2. What outreach and programs has the Israeli government and its agencies undertaken in concert with the Ethiopian Israeli community to assess, reduce and eliminate ongoing disparities?
In addition to our concern regarding Ethiopian Israelis, we remain concerned for the welfare of African migrants who have sought asylum in Israel, those who remain in detention camps, and those who face deportation or have been removed from Israel.
We acknowledge that population movements across the globe pose significant challenges to receiving nations, including our own. CBC members have been active in condemning U.S. policies on the inhumane treatment of migrants attempting to seek asylum here, and will continue to do so in the strongest possible terms.
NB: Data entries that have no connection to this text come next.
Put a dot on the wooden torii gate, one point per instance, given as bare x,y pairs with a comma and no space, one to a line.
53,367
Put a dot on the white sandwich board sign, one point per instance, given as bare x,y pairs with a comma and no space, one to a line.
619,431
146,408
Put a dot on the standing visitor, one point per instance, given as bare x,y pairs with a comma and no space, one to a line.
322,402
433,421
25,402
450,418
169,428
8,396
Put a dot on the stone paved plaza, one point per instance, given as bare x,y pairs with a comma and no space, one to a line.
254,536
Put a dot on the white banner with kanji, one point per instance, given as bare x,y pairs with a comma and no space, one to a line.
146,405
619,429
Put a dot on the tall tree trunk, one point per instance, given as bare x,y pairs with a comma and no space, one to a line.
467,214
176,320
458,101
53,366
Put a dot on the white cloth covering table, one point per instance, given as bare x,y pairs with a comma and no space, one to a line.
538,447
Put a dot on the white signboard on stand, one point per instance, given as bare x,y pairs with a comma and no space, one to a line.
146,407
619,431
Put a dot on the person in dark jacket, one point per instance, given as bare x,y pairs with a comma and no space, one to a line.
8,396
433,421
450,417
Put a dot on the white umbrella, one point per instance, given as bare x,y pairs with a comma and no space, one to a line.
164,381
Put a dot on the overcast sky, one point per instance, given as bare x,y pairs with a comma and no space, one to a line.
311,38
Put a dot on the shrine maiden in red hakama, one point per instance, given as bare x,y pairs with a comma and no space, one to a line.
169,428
Nonetheless, as noted at the beginning of this letter, the CBC has taken a decades-long interest in the wellbeing of those of African descent all over the world. The Office of the United Nations High Commissioner on Refugees (UNCHR) has raised concerns that migrants in Israel “have not found adequate safety or a durable solution to their plight and that many have subsequently attempted dangerous onward movements within Africa or to Europe.” Press and nonprofit organizations have reported that migrants are not granted a legal path to seek asylum or temporary protected status, nor adequate opportunities for legal employment. Even more alarming are reports that migrants are vulnerable to human traffickers and can become trapped in a cycle of abuse after their departure from Israel. Several reports state that African migrants are being sent to third countries for resettlement without adequate regard to their safety in the new country.
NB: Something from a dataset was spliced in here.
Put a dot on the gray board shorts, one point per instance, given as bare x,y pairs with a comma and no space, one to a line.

Even if they are allowed into Israel proper and gain employment while awaiting a decision on their cases, press reports indicate that migrants’ wages are subject to a twenty percent “tax,” with that amount only available to the migrant on departure from the country. This reportedly has the effect of trapping migrants in entrenched poverty. The U.S. State Department has called on Israel to repeal this “deposit law” and further noted that the law “significantly increases vulnerabilities to trafficking” among African migrants. Again, we seek to learn:
3. What steps is the Israeli government taking to combat vulnerability of migrants to trafficking and/or abuse when deported or resettled in a third country?
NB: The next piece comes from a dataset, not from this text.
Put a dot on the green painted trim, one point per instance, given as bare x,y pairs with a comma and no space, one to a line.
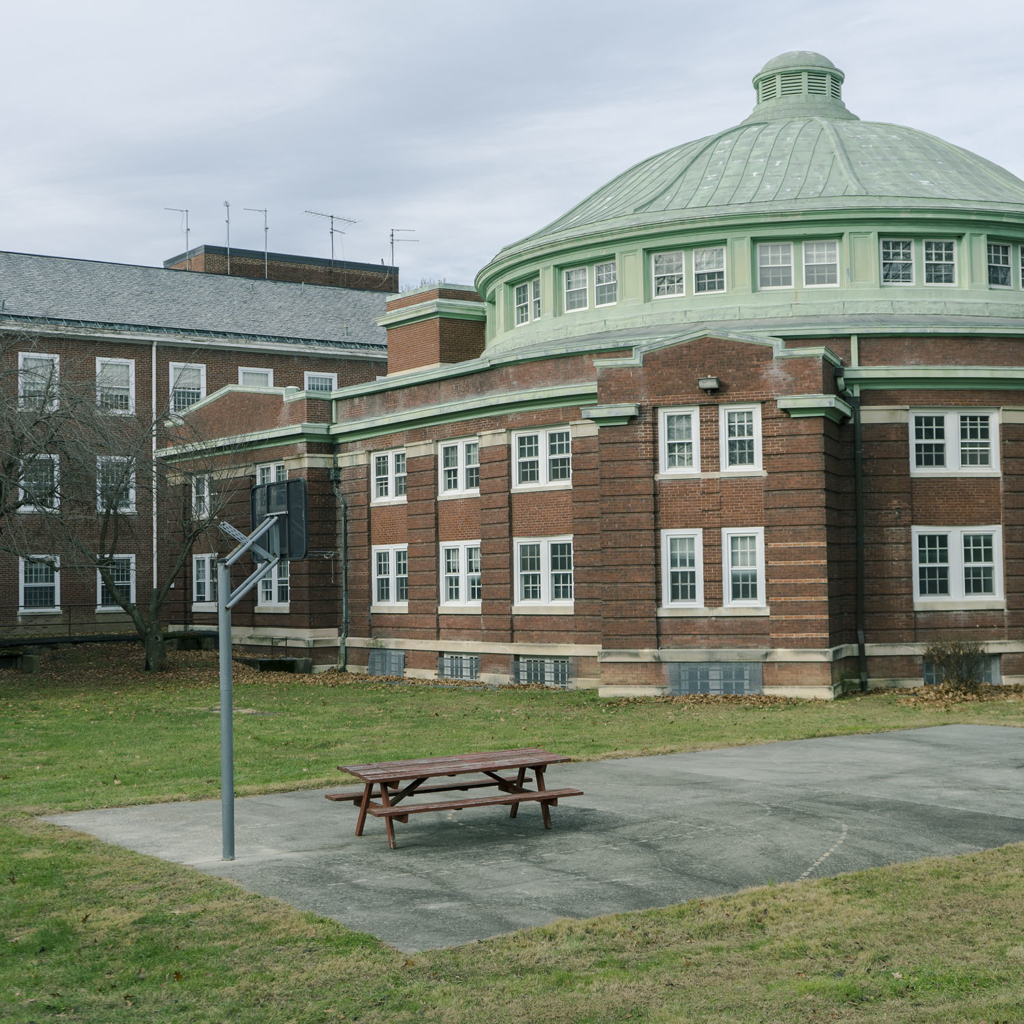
936,378
449,308
829,406
470,409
4. What is the Israeli government’s response to the concern expressed by the U.S. State Department about the deposit tax on migrant wages? We would appreciate statistics and details on the implementation of this tax.
Several Jewish Americans and prominent Jewish leaders, including academics, authors, artists, and rabbis have joined their Israeli counterparts in urging the Israeli government to change its highly restrictive laws regarding African migrants. The Anti-Defamation League and Hebrew Immigrant Aid Society have publicly written to the Office of the Prime Minister expressing their concern with the planned removal of African migrants. We share their concerns and urge Israel to amend its immigration policy towards African migrants.
We look forward to hearing from you regarding these important matters.